Entity Detection
The Entity Detection model lets you automatically identify and categorize key information in transcribed audio content.
Here are a few examples of what you can detect:
- Names of people
- Organizations
- Addresses
- Phone numbers
- Medical data
- Social security numbers
For the full list of entities that you can detect, check out Supported entities.
API reference
Request
curl https://api.assemblyai.com/v2/transcript \
--header "Authorization: <YOUR_API_KEY>" \
--header "Content-Type: application/json" \
--data '{
"audio_url": "YOUR_AUDIO_URL",
"entity_detection": true
}'
Key | Type | Description |
---|---|---|
entity_detection | boolean | Enable Entity Detection. |
Response
entities | array | An array of detected entities. |
entities[i].entity_type | string | The type of entity for the i-th detected entity. |
entities[i].text | string | The text for the i-th detected entity. |
entities[i].start | number | The starting time, in milliseconds, at which the i-th detected entity appears in the audio file. |
entities[i].end | number | The ending time, in milliseconds, for the i-th detected entity in the audio file. |
The response also includes the request parameters used to generate the transcript.
Supported entities
The model is designed to automatically detect and classify various types of entities within the transcription text. The detected entities and their corresponding types is listed individually in the entities key of the response object, ordered by when they first appear in the transcript.
banking_information | Banking information, including account and routing numbers. |
blood_type | Blood type (e.g., O-, AB positive). |
credit_card_cvv | Credit card verification code (e.g., CVV: 080). |
credit_card_expiration | Expiration date of a credit card. |
credit_card_number | Credit card number. |
date | Specific calendar date (e.g., December 18). |
date_of_birth | Date of Birth (e.g., Date of Birth: March 7, 1961). |
drivers_license | Driver's license number (e.g., DL #356933-540). |
drug | Medications, vitamins, or supplements (e.g., Advil, Acetaminophen, Panadol). |
email_address | Email address (e.g., support@assemblyai.com). |
event | Name of an event or holiday (e.g., Olympics, Yom Kippur). |
injury | Bodily injury (e.g., I broke my arm, I have a sprained wrist). |
language | Name of a natural language (e.g., Spanish, French). |
location | Any location reference including mailing address, postal code, city, state, province, or country. |
medical_condition | Name of a medical condition, disease, syndrome, deficit, or disorder (e.g., chronic fatigue syndrome, arrhythmia, depression). |
medical_process | Medical process, including treatments, procedures, and tests (e.g., heart surgery, CT scan). |
money_amount | Name and/or amount of currency (e.g., 15 pesos, $94.50). |
nationality | Terms indicating nationality, ethnicity, or race (e.g., American, Asian, Caucasian). |
occupation | Job title or profession (e.g., professor, actors, engineer, CPA). |
organization | Name of an organization (e.g., CNN, McDonalds, University of Alaska). |
password | Account passwords, PINs, access keys, or verification answers (e.g., 27%alfalfa, temp1234, My mother's maiden name is Smith). |
person_age | Number associated with an age (e.g., 27, 75). |
person_name | Name of a person, such as "Bob" and "Doug Jones". |
phone_number | Telephone or fax number. |
political_affiliation | Terms referring to a political party, movement, or ideology. For example, "Republican" and "Liberal". |
religion | Terms indicating religious affiliation, such as "Hindu" and "Catholic". |
time | Expressions indicating clock times, such as "19:37:28" and "10pm EST". |
url | Internet addresses, such as "www.assemblyai.com". |
us_social_security_number | Social Security Number or equivalent. |
Frequently asked questions
The model is capable of identifying entities with variations in spelling or formatting. However, the accuracy of the detection may depend on the severity of the variation or misspelling.

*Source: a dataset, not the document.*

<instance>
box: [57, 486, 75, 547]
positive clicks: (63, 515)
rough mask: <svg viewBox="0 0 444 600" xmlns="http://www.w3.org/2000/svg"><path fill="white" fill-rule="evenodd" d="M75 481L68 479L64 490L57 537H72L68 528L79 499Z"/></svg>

No, the Entity Detection model currently doesn't support the detection of custom entity types. However, the model is capable of detecting a wide range of predefined entity types, including people, organizations, locations, dates, times, addresses, phone numbers, medical data, and banking information, among others.
To improve the accuracy of the Entity Detection model, it's recommended to provide high-quality audio files with clear and distinct speech. In addition, it's important to ensure that the audio content is relevant to the use case and that the entities being detected are relevant to the intended analysis. Finally, it may be helpful to review and adjust the model's configuration parameters, such as the confidence threshold for entity detection, to optimize the results.